There is a link between the collapse of the American stock market and the crisis in Europe. Greece, Cyprus, Spain and Iceland were under attack. These countries brought the national debt to the annual GDP (gross domestic product; all goods and services produced in the country, in monetary terms). The countries of the European Union have almost caught up with the United States in terms of the size of the national debt to their creditors. Objectively, the leading economy at the moment is China, which is a creditor to the largest countries in the world.
What to do?
According to the theory of the Soviet scientist Nikolai Kondratyev, crises contribute to the cyclical development of the economy. The “Kondratieff Cycle” has a duration of 45-60 years, which includes the rise and fall of the market.
Despite the danger of the European crisis for the world economy, there are people who earn large sums of money from serious fluctuations in exchange rates and the general chaos. The behavior in the stock market should be the opposite of nervous crowd movement. Warren Buffett, one of the most famous investors in the world, made the largest sums at a time when the shares of famous companies on the stock exchange fell to record lows.
Real estate in Spain and Greece has fallen in value. In this regard, the governments of these European states have simplified the procedure for the privatization of apartments, houses and land plots. Selling property can ease the burden on governments and be a good investment for foreign investors.
Black Swan
The Greek economy has a budget deficit of 150% of GDP. The national debt of France, Germany and the UK exceeds 100% of GDP.
American economist Nicholas Taleb, in his book "Black Swan", accused prominent world politicians and financiers of blatant carelessness. Trusting complex formulas and mathematical models, they ceased to sense reality, Taleb writes. The Black Swan is a serious event that has never been prototyped before. The thought: "If you have not seen black swans, this does not mean that they are not at all" runs through the work of a recognized financier and thinker.
Possible developments
Europe's economy is rather fragile. The gold and foreign exchange reserves of many of the largest economies (Germany, Great Britain, France) do not rely on gold, but on US Treasury bonds. America's national debt is growing, and Barack Obama has not yet found an "antidote" to the US economic stagnation.

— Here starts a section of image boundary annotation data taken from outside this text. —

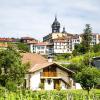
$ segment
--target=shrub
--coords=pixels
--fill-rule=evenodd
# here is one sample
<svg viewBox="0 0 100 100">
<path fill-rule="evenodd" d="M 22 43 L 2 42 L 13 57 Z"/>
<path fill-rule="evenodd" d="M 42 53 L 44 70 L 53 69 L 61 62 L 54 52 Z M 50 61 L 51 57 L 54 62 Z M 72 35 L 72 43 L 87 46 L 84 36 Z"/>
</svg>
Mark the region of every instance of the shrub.
<svg viewBox="0 0 100 100">
<path fill-rule="evenodd" d="M 12 81 L 8 81 L 6 83 L 6 88 L 8 90 L 10 90 L 10 91 L 16 91 L 17 90 L 17 85 L 14 82 L 12 82 Z"/>
</svg>

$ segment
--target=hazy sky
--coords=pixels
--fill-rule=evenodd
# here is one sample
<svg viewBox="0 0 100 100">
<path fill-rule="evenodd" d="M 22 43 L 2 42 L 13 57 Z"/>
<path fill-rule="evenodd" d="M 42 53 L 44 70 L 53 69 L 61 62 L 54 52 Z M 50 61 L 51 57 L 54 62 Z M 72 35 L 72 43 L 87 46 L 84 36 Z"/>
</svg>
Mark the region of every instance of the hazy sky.
<svg viewBox="0 0 100 100">
<path fill-rule="evenodd" d="M 42 39 L 58 21 L 69 33 L 82 33 L 85 24 L 100 33 L 100 0 L 0 0 L 0 37 Z"/>
</svg>

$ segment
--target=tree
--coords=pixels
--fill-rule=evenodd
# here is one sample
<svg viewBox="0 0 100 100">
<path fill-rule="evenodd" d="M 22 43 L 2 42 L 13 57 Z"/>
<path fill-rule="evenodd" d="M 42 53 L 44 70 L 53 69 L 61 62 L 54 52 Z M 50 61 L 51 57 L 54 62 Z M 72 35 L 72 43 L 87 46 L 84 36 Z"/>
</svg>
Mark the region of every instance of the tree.
<svg viewBox="0 0 100 100">
<path fill-rule="evenodd" d="M 77 56 L 77 55 L 80 55 L 80 54 L 85 54 L 85 52 L 86 52 L 86 50 L 85 50 L 84 46 L 82 45 L 82 43 L 76 44 L 74 48 L 75 49 L 72 52 L 73 56 Z"/>
<path fill-rule="evenodd" d="M 76 82 L 80 83 L 82 88 L 89 91 L 98 84 L 100 80 L 100 70 L 86 66 L 81 72 L 75 75 Z"/>
<path fill-rule="evenodd" d="M 84 33 L 82 34 L 82 45 L 85 52 L 90 50 L 90 43 L 92 40 L 92 28 L 89 24 L 86 24 L 86 28 L 84 29 Z"/>
<path fill-rule="evenodd" d="M 16 86 L 23 83 L 27 65 L 22 64 L 21 56 L 13 47 L 0 52 L 0 85 L 14 83 Z"/>
<path fill-rule="evenodd" d="M 29 52 L 29 45 L 26 43 L 17 43 L 17 47 L 21 52 Z"/>
<path fill-rule="evenodd" d="M 93 51 L 94 51 L 94 52 L 99 52 L 99 51 L 100 51 L 100 44 L 95 44 L 95 45 L 93 46 Z"/>
</svg>

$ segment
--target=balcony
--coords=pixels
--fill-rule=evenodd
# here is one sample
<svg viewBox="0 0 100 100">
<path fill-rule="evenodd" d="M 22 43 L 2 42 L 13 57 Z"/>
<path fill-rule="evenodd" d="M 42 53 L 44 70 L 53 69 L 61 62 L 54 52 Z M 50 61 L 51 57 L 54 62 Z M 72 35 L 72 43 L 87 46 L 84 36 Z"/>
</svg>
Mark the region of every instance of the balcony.
<svg viewBox="0 0 100 100">
<path fill-rule="evenodd" d="M 61 74 L 61 73 L 59 73 Z M 58 75 L 57 72 L 41 72 L 40 73 L 40 77 L 42 79 L 45 79 L 45 78 L 53 78 L 53 79 L 60 79 L 61 77 Z"/>
</svg>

The economies of European countries can come out of the collapse by cutting costs and increasing financing of enterprises in the real sector. The "bubbles" that have accumulated in the field of finance, IT and consulting will burst sooner or later. European governments must reduce the amount of essentially debt benefits and investment in failing banks and monopoly structures.
If Europe does not respond to the signals given by the crisis and continues to increase its debt to strong states, this could lead to another “Black Swan” of an unprecedented scale. Millions of people may be left without pensions and salaries. Europe's economy is under threat, and only sound policies can improve the situation without resorting to populism.